Tensile overload-induced plastic deformation and fatigue behavior in weld-repaired high-strength low-alloy steel

•Overload-induced plastic deformation of weld-repaired HSLA was measured.•The overload influence on subsequent fatigue behavior was studied.•Buffer layer thickness has great influence on fatigue behavior in fatigue tests.•The relationships among plastic deformation, SEM details and da/dN were correlated.

The effects of tensile over-load (OL) on fatigue crack growth behavior of a weld-repaired high-strength low-alloy (HSLA) steel were studied by measuring both the fatigue crack growth rate and sample-thickness variation along the fatigue crack growth path. The thickness variation, indicating the degree of plastic deformation (PD), provided an indirect measurement of associated residual compressive stresses at the crack-tip. The applied tensile OL with one-hour holding period in each test generated a damage zone at the crack tip. Microscopic details of the crack-tip damage zone were characterized by scanning electron microscopy.
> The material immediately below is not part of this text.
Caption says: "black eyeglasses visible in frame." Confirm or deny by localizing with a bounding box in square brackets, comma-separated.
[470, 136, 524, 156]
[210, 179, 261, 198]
Three groups of expanded compact-tension (E-CT) samples, 10 mm in thickness, were tested: weld-repaired HSLA without soft buffer layer (BL), and weld-repaired HSLA with 4 mm or 10 mm thick BL. The experimental results showed that the OL-induced PD, closely linked to the crack-tip residual compressive stresses, reduced the subsequent fatigue crack growth rate, and that the HSLA with a 10 mm BL had the lowest growth rate, indicating a soft BL with an adequate thickness could further improve the fatigue resistance.